How do you keep vinyl from tearing small lettering up?


----------



## Nick Horvath (Feb 26, 2010)

*Re: Vinyl*

Some vinyls are not made to cut and weed high detail. Is this heat applied vinyl?


----------



## Joto Paper (Feb 12, 2007)

Yeah some vinyls are not as good as others in terms of weeding.

However you can try the following methods to remedy if you already bought your vinyls:

1.) Try a different pressure or offset setting. The cutter may not be cutting all the way through the vinyl or the corners are just too sharp that it makes weeding difficult. Also check your protection strip to see if there are any scratches, this also causes the cutter not to cut all the way through the vinyl.

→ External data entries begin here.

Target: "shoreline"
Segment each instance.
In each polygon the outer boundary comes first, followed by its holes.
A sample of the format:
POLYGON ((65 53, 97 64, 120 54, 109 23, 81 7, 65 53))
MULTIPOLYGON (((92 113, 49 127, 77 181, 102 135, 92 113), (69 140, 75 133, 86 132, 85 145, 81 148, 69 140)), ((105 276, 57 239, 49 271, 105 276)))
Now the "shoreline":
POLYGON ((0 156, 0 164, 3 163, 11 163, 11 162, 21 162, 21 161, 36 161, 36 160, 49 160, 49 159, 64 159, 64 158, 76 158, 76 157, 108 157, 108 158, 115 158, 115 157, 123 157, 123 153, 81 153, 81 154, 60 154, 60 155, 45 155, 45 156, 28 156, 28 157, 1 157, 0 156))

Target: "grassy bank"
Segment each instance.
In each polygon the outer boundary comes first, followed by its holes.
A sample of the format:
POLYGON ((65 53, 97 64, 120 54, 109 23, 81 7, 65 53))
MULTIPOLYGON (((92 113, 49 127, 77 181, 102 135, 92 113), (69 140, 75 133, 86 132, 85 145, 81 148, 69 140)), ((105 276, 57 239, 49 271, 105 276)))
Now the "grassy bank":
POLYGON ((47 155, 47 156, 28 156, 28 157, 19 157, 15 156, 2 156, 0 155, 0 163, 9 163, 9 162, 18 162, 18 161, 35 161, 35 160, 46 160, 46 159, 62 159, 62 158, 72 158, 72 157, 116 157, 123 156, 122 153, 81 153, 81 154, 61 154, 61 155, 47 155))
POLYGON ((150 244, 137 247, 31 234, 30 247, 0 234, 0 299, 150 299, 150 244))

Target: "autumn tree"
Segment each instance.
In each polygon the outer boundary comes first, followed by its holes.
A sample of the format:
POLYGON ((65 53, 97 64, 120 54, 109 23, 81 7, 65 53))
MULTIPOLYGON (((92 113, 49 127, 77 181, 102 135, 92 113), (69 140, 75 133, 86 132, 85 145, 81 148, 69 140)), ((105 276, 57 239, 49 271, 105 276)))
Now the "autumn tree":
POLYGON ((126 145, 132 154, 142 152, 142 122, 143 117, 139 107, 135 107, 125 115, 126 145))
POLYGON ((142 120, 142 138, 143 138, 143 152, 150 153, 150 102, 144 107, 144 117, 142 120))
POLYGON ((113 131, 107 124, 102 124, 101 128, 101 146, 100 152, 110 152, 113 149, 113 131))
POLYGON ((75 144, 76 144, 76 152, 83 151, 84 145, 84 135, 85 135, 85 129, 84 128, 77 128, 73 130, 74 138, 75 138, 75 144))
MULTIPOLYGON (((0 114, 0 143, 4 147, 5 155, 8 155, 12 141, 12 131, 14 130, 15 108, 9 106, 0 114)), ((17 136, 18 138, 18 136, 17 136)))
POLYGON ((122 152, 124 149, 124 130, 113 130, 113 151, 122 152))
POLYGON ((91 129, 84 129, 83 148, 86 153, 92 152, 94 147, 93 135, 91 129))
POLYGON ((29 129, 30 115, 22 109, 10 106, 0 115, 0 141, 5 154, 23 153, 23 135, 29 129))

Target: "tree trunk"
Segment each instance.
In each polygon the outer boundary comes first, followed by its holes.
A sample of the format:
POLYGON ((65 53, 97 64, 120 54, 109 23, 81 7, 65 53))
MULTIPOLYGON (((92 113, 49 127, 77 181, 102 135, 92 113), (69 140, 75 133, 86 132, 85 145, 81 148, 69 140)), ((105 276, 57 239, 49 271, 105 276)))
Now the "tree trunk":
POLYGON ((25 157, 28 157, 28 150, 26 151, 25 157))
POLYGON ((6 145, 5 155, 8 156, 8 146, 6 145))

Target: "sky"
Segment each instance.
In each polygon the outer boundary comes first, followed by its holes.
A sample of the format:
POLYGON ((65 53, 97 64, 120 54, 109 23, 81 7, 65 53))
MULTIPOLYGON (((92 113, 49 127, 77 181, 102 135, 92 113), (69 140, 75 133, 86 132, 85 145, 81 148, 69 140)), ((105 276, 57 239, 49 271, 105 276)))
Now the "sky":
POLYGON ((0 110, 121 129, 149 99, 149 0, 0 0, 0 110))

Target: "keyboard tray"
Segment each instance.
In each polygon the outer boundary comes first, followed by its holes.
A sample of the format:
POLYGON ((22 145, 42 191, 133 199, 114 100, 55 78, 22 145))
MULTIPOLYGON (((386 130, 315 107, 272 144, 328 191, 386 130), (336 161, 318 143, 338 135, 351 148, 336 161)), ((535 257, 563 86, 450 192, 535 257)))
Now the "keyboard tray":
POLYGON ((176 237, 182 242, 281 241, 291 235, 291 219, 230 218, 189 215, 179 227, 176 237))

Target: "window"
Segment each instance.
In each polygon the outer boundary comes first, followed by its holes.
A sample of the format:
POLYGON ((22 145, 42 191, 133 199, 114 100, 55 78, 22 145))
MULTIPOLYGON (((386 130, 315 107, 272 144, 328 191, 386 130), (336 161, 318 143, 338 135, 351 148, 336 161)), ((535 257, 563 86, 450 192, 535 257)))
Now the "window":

2.) You can try using higher quality cutters. Some cutters have a overcut function which helps with the weeding. Your cutter may already have that function or cutting the design twice (be careful, may ruin your blade faster, takes twice as long and if not done properly may jam in cutter).

3.) If the small lettering is lifting up when you are peeling one direction, try peeling another direction or the opposite direction. This helps because sometimes, there is just a very very tiny piece of the letter that was not cut properly (maybe due to tracking) and so if you weed the other direction, you are actually weeding that tiny piece that was not cut last and this tends to keep the small lettering on the backing.


----------



## Twanabee (Sep 14, 2009)

Joto is right on (as usual). What vinyl are you cutting and with what cutter? I cut Thermoflex Plus with such fine detail that I usually miss the little things when weeding. ;-) So much depends on the vinyl, cutter and settings. You may have to play until you get the right ones.


----------



## mgarick (May 19, 2010)

We use a laser cutter for our heat vinyl and have NOOOOO problem weeding.....comes right up...

The pressure vinyl we use a cutter and have problems with small letters...but the laser can cut letters so small I have to use a magnifying glass to see them and weed them..


----------